Article ID | Journal | Published Year | Pages | File Type |
---|---|---|---|---|
4172798 | Paediatrics and Child Health | 2010 | 8 Pages |
Germ cell tumours (GCTs) are a heterogeneous group of predominantly midline tumours uniquely occurring from birth to late adulthood. All are believed to arise from the totipotent primordial germ cell. In childhood, ∼50% are gonadal and ∼50% extragonadal (∼20% intracranial and ∼30% extracranial) and clinical presentation depends on tumour site. Teratomas account for ∼50% of all paediatric GCTs and are considered benign in childhood. Malignant GCTs often secrete the tumour markers alpha-fetoprotein (AFP) and human chorionic gonadotrophin (ß-HCG), which may help in diagnosis and follow-up. Management involves complete surgical resection for teratomas and non-metastatic gonadal tumours.
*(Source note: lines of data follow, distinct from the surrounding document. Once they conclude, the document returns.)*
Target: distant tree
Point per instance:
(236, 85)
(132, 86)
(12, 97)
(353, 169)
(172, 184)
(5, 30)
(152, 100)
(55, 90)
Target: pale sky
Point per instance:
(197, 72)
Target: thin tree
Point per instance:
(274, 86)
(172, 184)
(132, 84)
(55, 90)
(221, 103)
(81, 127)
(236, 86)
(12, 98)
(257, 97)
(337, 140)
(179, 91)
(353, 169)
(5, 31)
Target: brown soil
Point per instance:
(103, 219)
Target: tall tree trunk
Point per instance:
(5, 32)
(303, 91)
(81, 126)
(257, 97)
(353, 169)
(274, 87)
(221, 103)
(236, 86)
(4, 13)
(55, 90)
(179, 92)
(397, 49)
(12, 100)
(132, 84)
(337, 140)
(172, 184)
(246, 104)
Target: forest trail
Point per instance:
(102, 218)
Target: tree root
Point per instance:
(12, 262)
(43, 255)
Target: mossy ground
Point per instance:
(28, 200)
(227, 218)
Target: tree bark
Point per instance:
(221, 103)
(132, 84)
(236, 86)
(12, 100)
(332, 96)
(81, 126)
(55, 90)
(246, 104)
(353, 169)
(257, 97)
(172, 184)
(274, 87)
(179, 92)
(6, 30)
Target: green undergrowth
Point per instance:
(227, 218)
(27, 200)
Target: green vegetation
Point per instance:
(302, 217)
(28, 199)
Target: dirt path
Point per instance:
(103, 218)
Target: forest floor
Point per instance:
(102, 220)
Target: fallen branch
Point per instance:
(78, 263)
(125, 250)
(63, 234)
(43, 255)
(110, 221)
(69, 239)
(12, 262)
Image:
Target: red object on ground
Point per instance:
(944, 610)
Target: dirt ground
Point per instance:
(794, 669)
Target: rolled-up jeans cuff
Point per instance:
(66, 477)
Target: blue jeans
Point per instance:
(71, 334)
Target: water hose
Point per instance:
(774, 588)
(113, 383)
In the UK, chemotherapy is reserved for stage 2–4 extracranial malignant GCTs, resulting in >90% five-year overall survival (OS). Radiotherapy is rarely indicated for extracranial disease. Intracranial tumours typically occur in the pineal or suprasellar region. Intracranial germinomas are cured in >90% cases with radiotherapy or combined chemo-radiotherapy. About two-thirds of non-germinomatous intracranial tumours are cured with combined chemo-radiotherapy. Current issues relating to the management of teenagers and young adults (TYAs) with GCTs and implications of tumour biology are highlighted in this review.